Thank you very much. You're very kind. I'll be brief.
The plan was, load the hives, start around six or seven o'clock in the evening, be on the road by eight o'clock, get to Sicamous, try to get six hours of sleep in, refuel, and then make the jump from Sicamous back to Stettler, which is under that 12-hour mark.
The way it actually went is that we started loading the bees at the time we said, but because of the rains and the snowmelt, the river in Keremeos was flooding, and in the farmer's field where the bees were, the river water came up high enough that it was blocking our egress out of the field. The beekeeper had to get all of his hives out of that field or else he wouldn't be able to get into them, so we had to load three trucks that night: a drop-deck; my truck, which is a tandem axle with a 32-foot deck on the back; and then another truck as well.
We got them all loaded, but when we tried to leave, the drop-deck tractor-trailer unit got stuck in the mud that was created by the river flowing through the field, and we were stuck there until three o'clock in the morning waiting for a trackhoe to come and pull us all out. That's how we finally got out.
At three o'clock in the morning, now I'm way behind. I'm still in Keremeos. I don't have the option of unloading my truck again, because then I have to wait until the next night to reload again to keep going.
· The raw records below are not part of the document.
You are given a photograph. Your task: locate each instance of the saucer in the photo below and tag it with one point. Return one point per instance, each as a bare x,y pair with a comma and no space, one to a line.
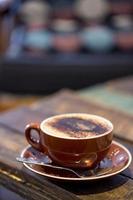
116,161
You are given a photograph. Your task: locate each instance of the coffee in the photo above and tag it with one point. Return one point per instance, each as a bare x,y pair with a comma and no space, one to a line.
75,126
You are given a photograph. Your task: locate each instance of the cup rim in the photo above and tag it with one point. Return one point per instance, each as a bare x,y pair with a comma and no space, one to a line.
111,127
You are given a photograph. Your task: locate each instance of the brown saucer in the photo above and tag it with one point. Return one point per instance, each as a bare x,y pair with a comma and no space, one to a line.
117,160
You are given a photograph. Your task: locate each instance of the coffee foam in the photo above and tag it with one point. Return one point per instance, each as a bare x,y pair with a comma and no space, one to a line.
75,126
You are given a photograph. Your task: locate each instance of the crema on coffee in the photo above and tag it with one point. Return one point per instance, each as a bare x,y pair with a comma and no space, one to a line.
75,126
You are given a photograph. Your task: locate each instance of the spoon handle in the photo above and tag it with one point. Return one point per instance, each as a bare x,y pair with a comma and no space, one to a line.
39,162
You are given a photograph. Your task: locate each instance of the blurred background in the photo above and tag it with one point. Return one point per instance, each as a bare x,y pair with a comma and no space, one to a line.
47,45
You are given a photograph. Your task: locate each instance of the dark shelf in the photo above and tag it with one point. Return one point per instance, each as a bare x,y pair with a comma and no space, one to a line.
52,72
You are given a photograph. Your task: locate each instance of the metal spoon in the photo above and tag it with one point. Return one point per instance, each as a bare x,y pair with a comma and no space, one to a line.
79,173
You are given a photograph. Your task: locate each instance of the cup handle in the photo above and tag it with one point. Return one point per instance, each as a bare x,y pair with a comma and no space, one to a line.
31,140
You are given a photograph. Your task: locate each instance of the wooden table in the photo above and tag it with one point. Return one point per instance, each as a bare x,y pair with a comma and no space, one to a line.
113,100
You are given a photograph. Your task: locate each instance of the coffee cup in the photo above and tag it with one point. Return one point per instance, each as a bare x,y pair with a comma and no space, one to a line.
76,140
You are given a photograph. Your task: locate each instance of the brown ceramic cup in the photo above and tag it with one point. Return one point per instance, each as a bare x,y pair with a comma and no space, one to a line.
74,140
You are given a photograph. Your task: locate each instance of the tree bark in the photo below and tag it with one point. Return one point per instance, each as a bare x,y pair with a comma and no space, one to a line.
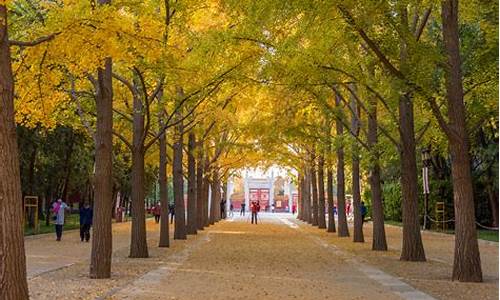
300,206
307,196
329,191
191,224
467,262
314,190
67,164
379,242
13,283
356,189
199,190
321,192
162,181
102,247
206,199
100,262
412,249
343,230
138,242
180,216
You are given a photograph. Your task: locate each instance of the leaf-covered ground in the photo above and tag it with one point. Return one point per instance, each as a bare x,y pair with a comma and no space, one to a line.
281,258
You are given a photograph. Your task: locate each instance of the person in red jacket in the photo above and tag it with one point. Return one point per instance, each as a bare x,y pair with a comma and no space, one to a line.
255,207
156,212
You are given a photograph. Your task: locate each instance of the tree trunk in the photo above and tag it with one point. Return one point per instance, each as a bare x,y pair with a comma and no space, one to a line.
467,263
102,247
493,200
163,183
199,190
300,206
314,190
356,189
100,262
413,249
356,201
213,200
307,196
321,192
192,224
67,165
13,284
206,199
138,242
343,230
379,242
329,191
180,216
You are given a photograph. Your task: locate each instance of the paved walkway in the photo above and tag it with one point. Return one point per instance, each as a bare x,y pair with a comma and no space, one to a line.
44,254
280,258
268,260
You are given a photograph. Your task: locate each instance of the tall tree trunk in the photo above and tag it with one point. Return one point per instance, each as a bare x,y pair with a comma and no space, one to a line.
379,242
138,241
180,216
413,249
493,200
343,230
31,171
300,204
206,199
329,191
100,262
467,263
356,189
163,183
314,190
67,165
102,247
199,190
13,284
216,196
192,224
307,196
321,192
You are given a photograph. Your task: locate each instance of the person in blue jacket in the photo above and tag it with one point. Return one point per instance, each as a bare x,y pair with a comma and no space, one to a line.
86,215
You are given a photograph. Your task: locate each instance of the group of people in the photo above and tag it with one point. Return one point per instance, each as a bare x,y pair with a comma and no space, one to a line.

It wasn't likely that the river was going down, so I got up, got out of the field, drove down the road a little ways to the first gas station I could come to, refuelled, slept in my truck for an hour and a half, and then hit the road.
On the way home, we hit construction in the Kicking Horse Pass, but because I had bees on the back, I stopped about half a mile back behind the rest of the cars and turned my flashers on. I ran to the front of the line. I can't be stopped on the side of the road for very long because I'm going to have a cloud of bees flying around, and for anyone who has their windows open, there's a high probability they're going to get stung. There's 10% of the population who will go into an anaphylactic reaction if they get stung by bees.
The construction company realized that, so they radioed in and they gave me special permission to drive through the construction zone, passing all the other traffic that was stopped there.
For a well-planned trip, what should have been well within the requirements for hours of operation, I ended up putting in a 16-hour day to finally get home back to Stettler. It's not fun.
Again, the point is that we're hauling bees. I only do three or four runs like that a year. I can have a log in my truck, but for three or four runs.... The rest of it is all under provincial guidelines. The danger is not necessarily just the tired driver; there are other dangers and other things that need to be taken into consideration when you're looking at hours of service.
With the bees, we have to take into consideration that when we're driving, even if our loads are netted, we have escapes. What's going to happen when you stop for even two or three minutes during daylight hours? What other dangers are we going to present to the travelling public?